Surfing waves and intrapreneurship

Gersh Payzer
2 min readDec 20, 2021

I’m not a surfer, so the following is based on my perception of surfing. I believe it can be a useful analogy for intrapreneurship. Intrapreneurship is the practice of creating new businesses or initiatives, but within an existing business. For example, creating Alexa within Amazon.

Surfers don’t spend most of their time riding waves. Instead, they spend their time carefully observing, trying to find the next wave.

Like surfers, intrapreneurs don’t create market shifts. Rather, they are incredibly skilled at recognizing secular trends and riding them. They have a superhuman ability to recognize changes in the market before they happen. They also must have a rare collection of skills to mobilize their organizations quickly enough to capture the opportunity. In this game, timing is everything. Being too late is fatal.

Successful intrapreneurs must be master communicators. Change is scary.

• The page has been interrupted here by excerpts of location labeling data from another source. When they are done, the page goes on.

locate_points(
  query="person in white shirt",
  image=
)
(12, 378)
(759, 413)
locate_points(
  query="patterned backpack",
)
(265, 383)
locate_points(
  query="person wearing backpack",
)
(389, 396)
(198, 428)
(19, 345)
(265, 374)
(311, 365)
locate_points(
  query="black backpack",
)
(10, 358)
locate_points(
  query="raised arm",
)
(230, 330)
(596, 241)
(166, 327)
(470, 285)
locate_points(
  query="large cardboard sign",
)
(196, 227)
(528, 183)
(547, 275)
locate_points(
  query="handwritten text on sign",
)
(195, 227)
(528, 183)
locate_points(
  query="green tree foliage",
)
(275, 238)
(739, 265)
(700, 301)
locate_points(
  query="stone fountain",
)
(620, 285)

Secular change is often contrarian and non-intuitive. The ability to communicate direction change in a way that inspires the team and creates clarity instead of fear and ambiguity is very, very hard in practice. Your narrative needs to be simple enough for everyone on the team to understand and repeat, yet accurate enough to give clear direction.

If communicating direction change wasn’t hard enough, you also need to instill the team with the confidence that you can successfully execute on the opportunity. You have to build an execution strategy that is so well thought out you can visualize the path to success in your mind’s eye. If you can’t picture the path to success yourself, you will have a difficult time leading a team to success.

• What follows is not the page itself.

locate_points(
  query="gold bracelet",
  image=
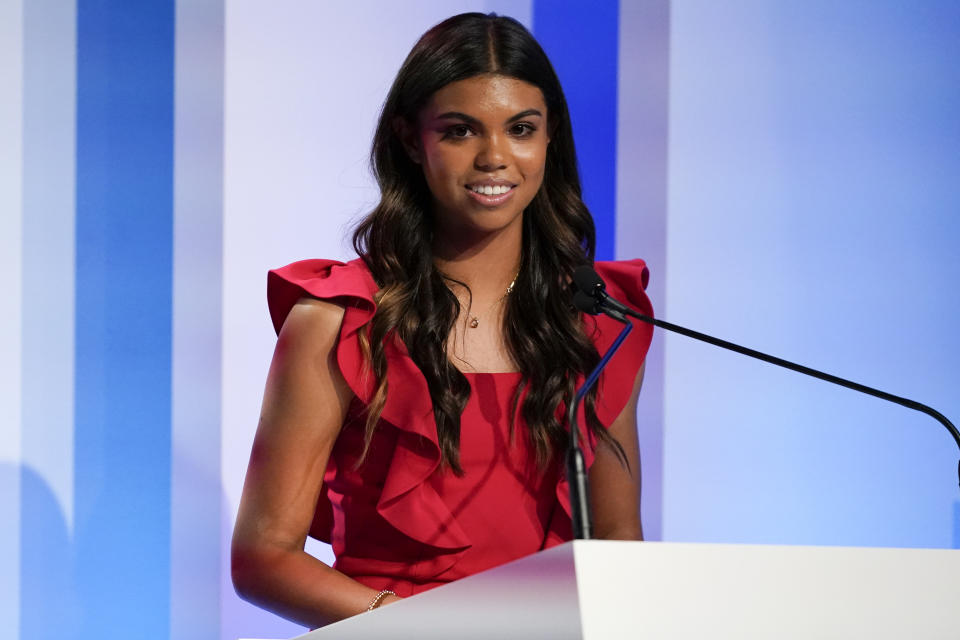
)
(377, 599)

Intrapreneurs have an additional challenge that entrepreneurs don’t have which is the need to identify opportunities that align with your company’s larger strategy. As someone who has done both, this extra degree of difficulty is why I’m drawn to intrapreneurship over entrepreneurship.

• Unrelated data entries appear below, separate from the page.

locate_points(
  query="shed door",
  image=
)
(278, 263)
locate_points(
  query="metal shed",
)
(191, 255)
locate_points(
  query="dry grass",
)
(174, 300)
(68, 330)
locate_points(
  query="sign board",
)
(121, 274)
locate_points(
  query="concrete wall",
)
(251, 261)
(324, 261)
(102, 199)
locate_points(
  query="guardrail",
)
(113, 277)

Perhaps one of the hardest challenges for the intrapreneurs is being able to successfully recognize when an opportunity has run its course and it’s time to move the team onto something new. It’s hard to leave something you invested years building. Everything new initiative, if successful, reaches a point of diminishing returns. Knowing when and how to move a team is one of the most undercelebrated challenges for leaders.